While hailing the hard work of all those who participate in the many committees and working groups that create and help implement standards throughout the industry, Mr. Maciag reminded everyone how critical it remains to keep telling co-workers and senior management about what standards mean to a company's efficiency, productivity and profitability.
“It's not only decision-makers who matter when it comes to standards, but influencers as well,” he said. “When it comes to influencing decisions on adoption and implementation of standards, everyone's involvement is critical.”
He said an ongoing drive to educate company personnel about the importance of standards is especially important, given the “revolving door in our business,” with people leaving and entering on a regular basis. “We can't assume that everyone knows what ACORD does or how standards contribute to operational efficiency and the company's bottom line,” he said. “You must keep spreading the word.”

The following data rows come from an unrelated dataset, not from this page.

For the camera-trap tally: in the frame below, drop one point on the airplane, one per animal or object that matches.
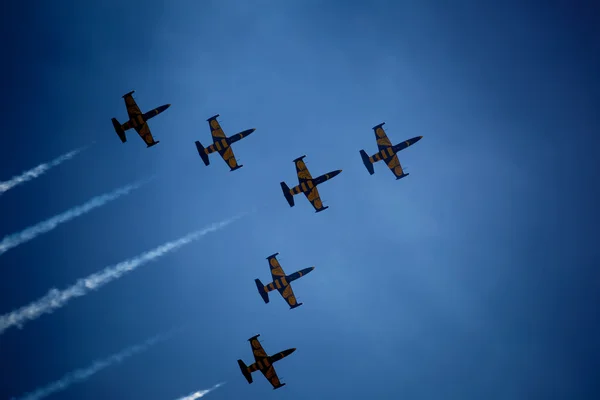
(263, 363)
(137, 120)
(387, 152)
(221, 144)
(307, 185)
(281, 282)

Mr. Maciag said the challenge is “how do we bake standards compliance into your everyday process? How do we raise awareness that without much fanfare, standards deliver a tremendous return on investment?”
One way cited by Mr. Maciag is his group's education initiative, culminating in the creation of a new designation–ACE, which stands for ACORD Certified Expert.
“Part of our goal is to create a community of ACORD experts around the world who can serve as standards advocates at their organizations and increase the rate of standards adoption,” explained Mr. Maciag.
Another is by collaborating with other industry associations–the latest being the announcement here that ACORD and the American Association of Managing General Agents have joined each other's organization.
Mr. Maciag also cited development of e-forms and the new ACORD Framework initiative to facilitate progress on standards integration.
In addition, Mr. Maciag released his second book here–”The Real-Time World: Enabled By ACORD Standards”–which, he said, can serve as “a tool to educate and stimulate discussion about the value of ACORD standards.”